WEST BENGAL, India – Garden workers are again pressing for a wage hike in India which often leads to showdowns that disrupt supplies. Currently workers earn INRs 95 ($1.57 a day) for plucking 42 kilos of tea. They are asking for INRs 322 ($5.18) under a three-year agreement that expires April 1. India requires garden owners to provide workers with shelter, subsidized grains for their table, medical care and education for their children in addition to a daily wage.
Several unions asked to meet with representatives of garden owners. Unions include the Darjeeling Terai Dooars Plantation Labour Union, which is affiliated to the Gorkha Janmukti Morcha, and the Progressive Tea Workers Union of the Akhil Bharatiya Adivasi Vikas Parishad. These and several smaller unions announced they had formed a coalition Dec. 27 and met with West Bengal Labour Minister Purnendu Bose in Calcutta on Jan. 7, according to reports in the The (Calcutta) Telegraph. The coalition is called the United Tea Workers Front (UTWF). Since the last negotiations the Supreme Court of India has issued wage guidelines and the 15th Indian Labour Conference (ILC) recommended a base of INRs 322 per day.

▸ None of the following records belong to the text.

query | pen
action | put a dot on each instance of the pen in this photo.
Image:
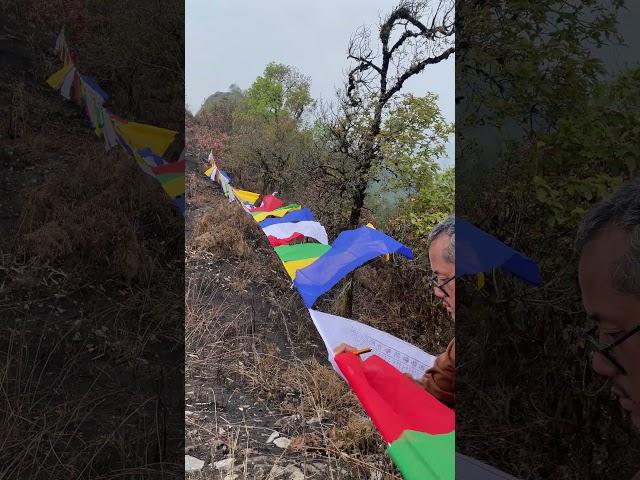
(362, 350)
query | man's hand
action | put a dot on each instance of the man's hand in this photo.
(344, 347)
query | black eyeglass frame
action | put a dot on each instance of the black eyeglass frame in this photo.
(607, 350)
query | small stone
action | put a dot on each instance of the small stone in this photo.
(282, 442)
(226, 464)
(192, 464)
(294, 472)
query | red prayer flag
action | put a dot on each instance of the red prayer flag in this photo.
(276, 242)
(175, 167)
(269, 203)
(393, 401)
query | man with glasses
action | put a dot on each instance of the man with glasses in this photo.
(608, 243)
(439, 380)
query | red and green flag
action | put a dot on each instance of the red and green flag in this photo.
(419, 429)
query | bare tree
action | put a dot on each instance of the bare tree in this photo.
(416, 33)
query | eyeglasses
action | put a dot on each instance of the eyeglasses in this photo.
(607, 349)
(434, 282)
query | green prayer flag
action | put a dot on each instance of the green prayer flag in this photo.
(421, 456)
(301, 251)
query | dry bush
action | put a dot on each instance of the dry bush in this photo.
(223, 233)
(99, 228)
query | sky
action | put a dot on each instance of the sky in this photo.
(231, 41)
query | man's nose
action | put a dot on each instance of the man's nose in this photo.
(602, 366)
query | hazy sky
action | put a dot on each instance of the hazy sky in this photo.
(231, 41)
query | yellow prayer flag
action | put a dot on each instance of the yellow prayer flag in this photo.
(294, 265)
(139, 136)
(258, 217)
(55, 80)
(174, 187)
(245, 196)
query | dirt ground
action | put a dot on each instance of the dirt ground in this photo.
(91, 303)
(255, 366)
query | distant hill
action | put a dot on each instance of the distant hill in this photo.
(224, 100)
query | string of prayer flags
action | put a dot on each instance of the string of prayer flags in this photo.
(147, 144)
(293, 266)
(140, 136)
(301, 251)
(56, 80)
(276, 242)
(286, 232)
(278, 212)
(351, 249)
(304, 214)
(387, 257)
(211, 172)
(477, 251)
(421, 455)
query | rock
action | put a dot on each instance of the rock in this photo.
(314, 421)
(376, 475)
(289, 421)
(294, 472)
(226, 464)
(282, 442)
(192, 464)
(219, 448)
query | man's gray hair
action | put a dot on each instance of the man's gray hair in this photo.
(448, 227)
(621, 209)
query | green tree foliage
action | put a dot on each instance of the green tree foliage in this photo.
(414, 138)
(280, 89)
(270, 142)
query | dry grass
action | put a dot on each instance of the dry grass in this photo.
(90, 278)
(248, 345)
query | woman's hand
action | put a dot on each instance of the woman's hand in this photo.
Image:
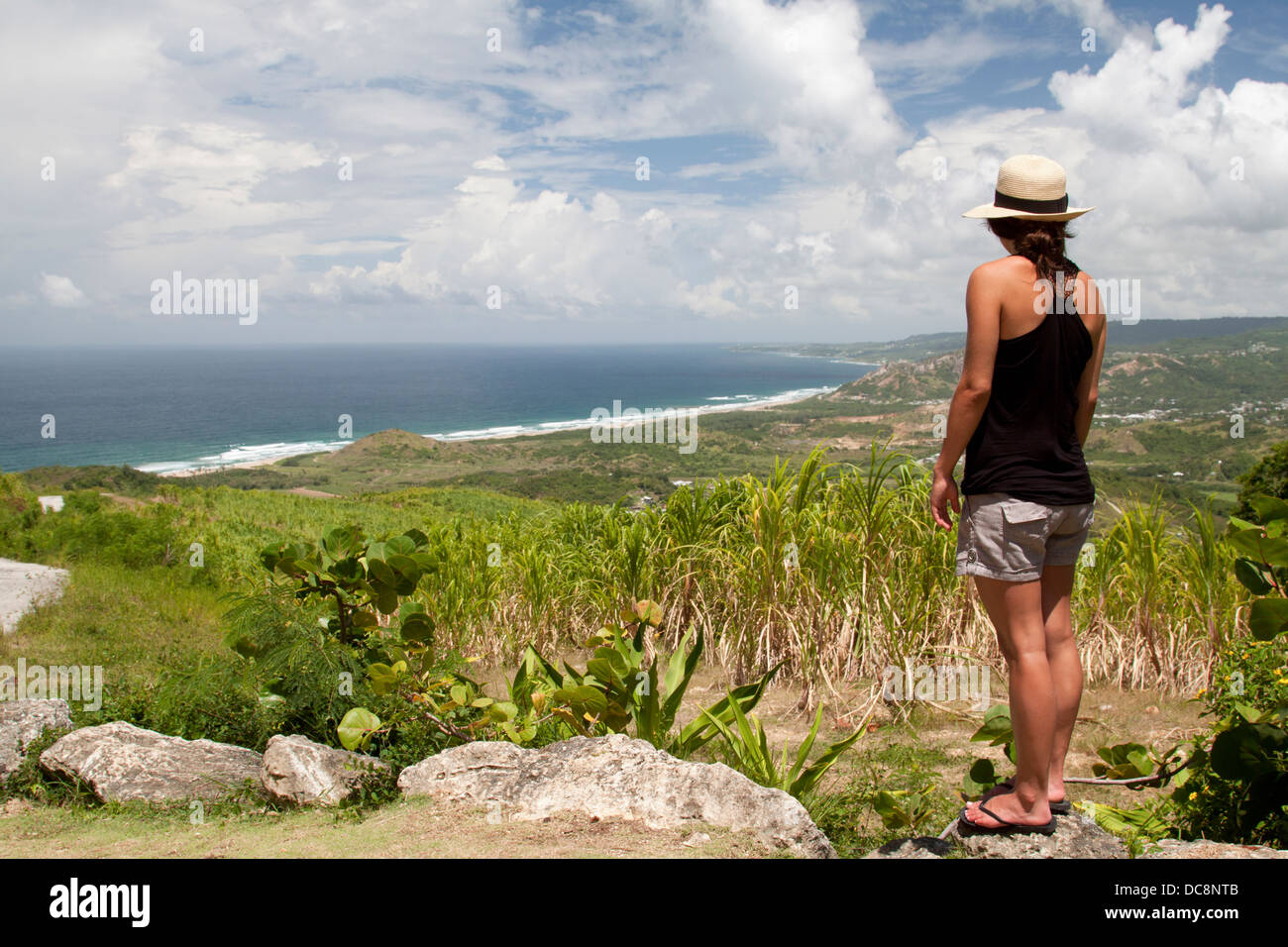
(941, 493)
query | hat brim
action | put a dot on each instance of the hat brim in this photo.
(988, 211)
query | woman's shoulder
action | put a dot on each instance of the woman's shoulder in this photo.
(1003, 268)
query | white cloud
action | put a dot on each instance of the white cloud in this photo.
(60, 291)
(777, 159)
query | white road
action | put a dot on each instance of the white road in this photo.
(24, 585)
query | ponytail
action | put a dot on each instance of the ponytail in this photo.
(1038, 241)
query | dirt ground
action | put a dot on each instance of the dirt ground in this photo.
(415, 828)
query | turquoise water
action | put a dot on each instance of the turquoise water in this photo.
(171, 408)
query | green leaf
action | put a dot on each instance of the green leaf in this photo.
(1250, 577)
(1269, 506)
(417, 628)
(1267, 617)
(399, 545)
(357, 727)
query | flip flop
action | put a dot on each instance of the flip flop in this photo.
(1063, 808)
(1008, 827)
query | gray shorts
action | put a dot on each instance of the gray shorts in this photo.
(1003, 538)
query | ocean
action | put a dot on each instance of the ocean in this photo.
(166, 410)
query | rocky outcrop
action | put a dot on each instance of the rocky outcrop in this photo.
(1076, 836)
(613, 777)
(22, 722)
(297, 771)
(120, 762)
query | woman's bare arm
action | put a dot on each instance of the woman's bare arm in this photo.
(1089, 385)
(983, 329)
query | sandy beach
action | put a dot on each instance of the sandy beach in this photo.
(501, 436)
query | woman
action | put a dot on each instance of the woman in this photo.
(1034, 341)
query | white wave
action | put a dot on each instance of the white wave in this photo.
(243, 455)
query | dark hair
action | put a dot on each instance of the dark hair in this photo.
(1041, 241)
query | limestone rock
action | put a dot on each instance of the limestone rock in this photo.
(299, 771)
(613, 777)
(1175, 848)
(22, 722)
(121, 762)
(1076, 836)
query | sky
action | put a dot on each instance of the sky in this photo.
(647, 170)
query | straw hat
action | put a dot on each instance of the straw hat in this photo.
(1029, 187)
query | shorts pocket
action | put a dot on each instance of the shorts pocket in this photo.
(1024, 512)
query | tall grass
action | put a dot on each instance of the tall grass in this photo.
(836, 570)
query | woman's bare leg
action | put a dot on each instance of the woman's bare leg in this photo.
(1065, 668)
(1017, 611)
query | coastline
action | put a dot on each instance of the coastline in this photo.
(791, 397)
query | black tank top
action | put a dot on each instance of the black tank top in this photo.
(1026, 444)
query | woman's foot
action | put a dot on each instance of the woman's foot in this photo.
(1008, 808)
(1055, 791)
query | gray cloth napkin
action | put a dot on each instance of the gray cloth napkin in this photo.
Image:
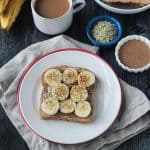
(134, 119)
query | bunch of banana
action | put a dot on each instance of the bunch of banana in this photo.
(9, 10)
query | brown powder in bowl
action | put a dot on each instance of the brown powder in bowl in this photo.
(135, 54)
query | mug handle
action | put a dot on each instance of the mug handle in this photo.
(78, 5)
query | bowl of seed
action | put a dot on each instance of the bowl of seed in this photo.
(104, 31)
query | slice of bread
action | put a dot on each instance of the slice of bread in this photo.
(68, 117)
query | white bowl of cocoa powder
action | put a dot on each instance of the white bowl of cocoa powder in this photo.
(133, 53)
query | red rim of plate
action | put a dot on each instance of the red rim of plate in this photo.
(47, 54)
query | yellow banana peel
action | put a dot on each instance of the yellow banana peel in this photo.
(3, 4)
(8, 17)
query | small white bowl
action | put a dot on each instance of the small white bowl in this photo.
(122, 42)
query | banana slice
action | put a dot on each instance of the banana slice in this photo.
(50, 106)
(83, 109)
(86, 78)
(67, 106)
(78, 93)
(52, 76)
(70, 75)
(60, 91)
(3, 5)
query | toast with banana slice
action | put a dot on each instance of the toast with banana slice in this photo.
(68, 93)
(9, 15)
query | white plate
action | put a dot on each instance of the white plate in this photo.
(122, 9)
(108, 101)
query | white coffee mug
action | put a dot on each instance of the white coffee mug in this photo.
(56, 25)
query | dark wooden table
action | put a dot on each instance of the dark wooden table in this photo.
(24, 33)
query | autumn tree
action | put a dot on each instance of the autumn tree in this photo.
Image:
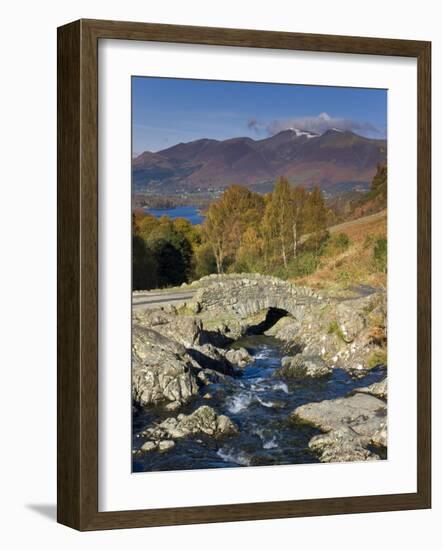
(315, 216)
(278, 221)
(298, 201)
(237, 210)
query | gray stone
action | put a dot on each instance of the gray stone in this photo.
(162, 371)
(166, 445)
(351, 425)
(302, 366)
(239, 357)
(378, 389)
(349, 320)
(380, 438)
(204, 420)
(341, 445)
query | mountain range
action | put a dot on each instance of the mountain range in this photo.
(335, 160)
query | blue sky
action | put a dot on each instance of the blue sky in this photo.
(167, 111)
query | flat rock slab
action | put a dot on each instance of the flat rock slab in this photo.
(364, 413)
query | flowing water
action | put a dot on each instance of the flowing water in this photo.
(260, 404)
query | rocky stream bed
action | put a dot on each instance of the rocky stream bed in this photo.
(255, 371)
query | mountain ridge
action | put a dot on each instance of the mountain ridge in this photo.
(308, 158)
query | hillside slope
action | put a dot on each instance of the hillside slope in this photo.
(334, 157)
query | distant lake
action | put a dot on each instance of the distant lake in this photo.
(190, 213)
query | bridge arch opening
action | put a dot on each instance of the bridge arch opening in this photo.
(273, 315)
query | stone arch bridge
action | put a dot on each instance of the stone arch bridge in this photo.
(244, 295)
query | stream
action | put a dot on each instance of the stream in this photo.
(260, 404)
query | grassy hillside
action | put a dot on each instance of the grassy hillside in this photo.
(359, 264)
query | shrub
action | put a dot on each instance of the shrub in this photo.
(336, 244)
(334, 328)
(380, 254)
(377, 358)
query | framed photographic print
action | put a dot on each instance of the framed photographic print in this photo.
(234, 279)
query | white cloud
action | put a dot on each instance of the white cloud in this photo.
(323, 122)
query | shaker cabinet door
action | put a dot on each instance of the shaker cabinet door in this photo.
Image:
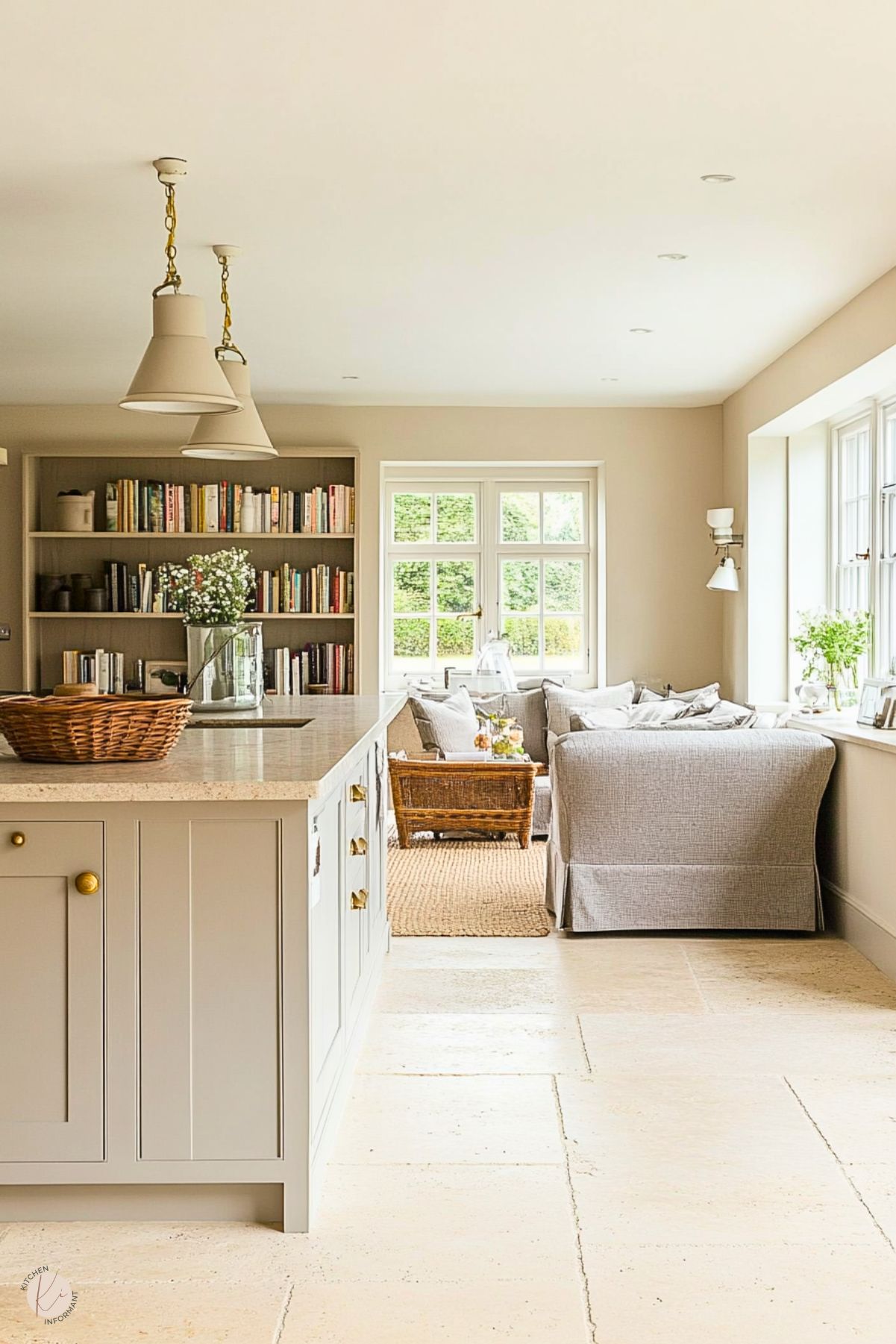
(51, 991)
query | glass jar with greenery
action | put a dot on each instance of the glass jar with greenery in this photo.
(225, 661)
(832, 646)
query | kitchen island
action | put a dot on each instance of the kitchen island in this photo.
(188, 951)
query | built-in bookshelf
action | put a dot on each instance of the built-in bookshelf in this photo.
(154, 634)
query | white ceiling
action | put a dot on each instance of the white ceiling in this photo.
(458, 202)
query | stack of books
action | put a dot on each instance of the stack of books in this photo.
(322, 589)
(316, 666)
(136, 506)
(102, 667)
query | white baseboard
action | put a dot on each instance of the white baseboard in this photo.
(853, 922)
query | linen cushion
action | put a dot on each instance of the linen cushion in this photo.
(446, 725)
(562, 702)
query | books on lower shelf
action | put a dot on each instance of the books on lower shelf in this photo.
(312, 668)
(141, 506)
(323, 589)
(104, 667)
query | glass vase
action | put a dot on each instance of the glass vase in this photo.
(225, 667)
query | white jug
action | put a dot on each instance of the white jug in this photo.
(74, 513)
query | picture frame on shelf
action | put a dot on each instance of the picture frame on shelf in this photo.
(875, 699)
(163, 676)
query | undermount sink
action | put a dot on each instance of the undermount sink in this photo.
(242, 721)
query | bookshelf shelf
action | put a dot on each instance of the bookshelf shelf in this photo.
(194, 537)
(178, 616)
(46, 550)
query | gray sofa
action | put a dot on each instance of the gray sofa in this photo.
(686, 830)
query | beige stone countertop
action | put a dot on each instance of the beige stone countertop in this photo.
(246, 763)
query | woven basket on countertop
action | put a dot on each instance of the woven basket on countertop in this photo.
(89, 729)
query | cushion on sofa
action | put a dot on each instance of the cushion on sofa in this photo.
(446, 725)
(562, 702)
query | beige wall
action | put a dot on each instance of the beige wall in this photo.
(662, 472)
(857, 334)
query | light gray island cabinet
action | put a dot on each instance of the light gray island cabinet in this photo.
(188, 952)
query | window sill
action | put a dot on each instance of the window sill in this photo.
(842, 728)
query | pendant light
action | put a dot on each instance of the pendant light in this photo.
(179, 374)
(241, 436)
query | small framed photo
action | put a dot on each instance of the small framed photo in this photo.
(871, 702)
(164, 676)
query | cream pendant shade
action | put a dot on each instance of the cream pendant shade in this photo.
(726, 577)
(241, 436)
(179, 374)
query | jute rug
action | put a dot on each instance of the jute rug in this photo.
(466, 889)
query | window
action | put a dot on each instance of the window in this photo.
(472, 555)
(862, 542)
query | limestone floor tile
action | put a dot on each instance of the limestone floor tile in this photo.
(559, 988)
(473, 1043)
(703, 1160)
(171, 1313)
(465, 1225)
(856, 1114)
(476, 1119)
(828, 975)
(741, 1043)
(422, 1313)
(141, 1253)
(742, 1295)
(876, 1183)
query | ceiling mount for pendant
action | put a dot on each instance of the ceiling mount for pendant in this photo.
(179, 374)
(242, 436)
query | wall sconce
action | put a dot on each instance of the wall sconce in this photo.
(724, 578)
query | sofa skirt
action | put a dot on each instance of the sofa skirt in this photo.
(590, 898)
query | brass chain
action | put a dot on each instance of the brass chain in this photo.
(171, 225)
(228, 344)
(225, 297)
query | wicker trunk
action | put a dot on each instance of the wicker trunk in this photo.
(491, 796)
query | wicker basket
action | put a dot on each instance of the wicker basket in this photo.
(89, 729)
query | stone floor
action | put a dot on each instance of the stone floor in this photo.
(558, 1141)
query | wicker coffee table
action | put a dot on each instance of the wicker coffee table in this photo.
(491, 796)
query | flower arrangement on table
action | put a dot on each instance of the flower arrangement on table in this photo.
(225, 666)
(500, 736)
(211, 589)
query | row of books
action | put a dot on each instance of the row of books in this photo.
(320, 589)
(136, 506)
(104, 667)
(310, 669)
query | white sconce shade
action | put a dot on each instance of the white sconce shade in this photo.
(236, 437)
(179, 374)
(721, 522)
(726, 577)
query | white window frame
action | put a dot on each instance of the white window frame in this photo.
(879, 419)
(489, 551)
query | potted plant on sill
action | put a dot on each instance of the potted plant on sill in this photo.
(832, 644)
(225, 667)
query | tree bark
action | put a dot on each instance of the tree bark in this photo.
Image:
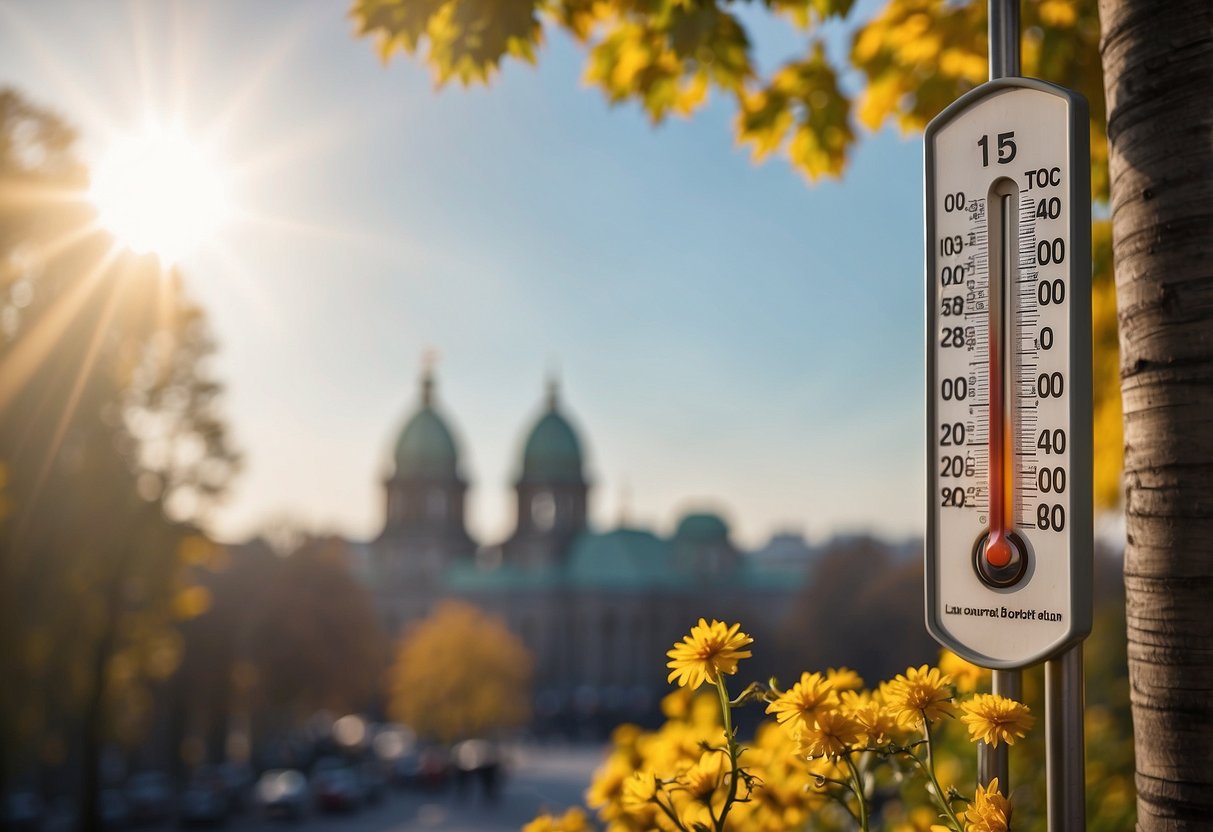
(1159, 78)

The UTWF asked Purnendu to initiate talks prior to the expiration of the existing work agreement. The union is seeking wages sufficient “for living a healthy life.”
Gardens in the Terai are situated south of the outer foothills of the Himalaya and north of the Brahmaputra Valley and its tributaries. Terai is the Hindi word for foothills. It is home to 10.3 million people. The tea growing region is crossed by the Ganges and Yamuna and Karnali and hundreds of smaller rivers. The Dooars, which means “door” in Assamese are the floodplains of the eastern Himalayas. The Dooars span 3,400 square miles.
A representative of the Terai Indian Planters’ Association, whose members have gardens in the Terai, told the newspaper that growers are also eager to begin talks but are waiting for state officials to set a date and location. Growers point out that wages have increased 34% since 2011.
Coalition spokesman Anuradha Talwar told the newspaper “we want the state government to immediately initiate talks on the revision of pay for the next three years. Only if the talks are launched soon, the laborers can start receiving wages at higher rates from April 1 and it can be ensured that there are no arrears. There were instances of workers being deprived of new wages from the date of the (earlier) revision because of delay in reaching an agreement.”
Workers want talks held in Darjeeling for unions representing gardens in that region with additional talks in Siliguri for workers in the Terai and Dooars instead of Calcutta.
Other unions in the coalition include Terai Dooars Progressive Plantation Workers Union, West Bengal Tea Labour Union (which is affiliated to the CPI-ML), Paschimbanga Khet Mazdoor Samiti and New Trade Union Initiative. The Citu and Intuc and RSP Union are not part of the group, nor are the two Trinamul tea unions, but these represent relatively few of the region’s several hundred thousand tea workers.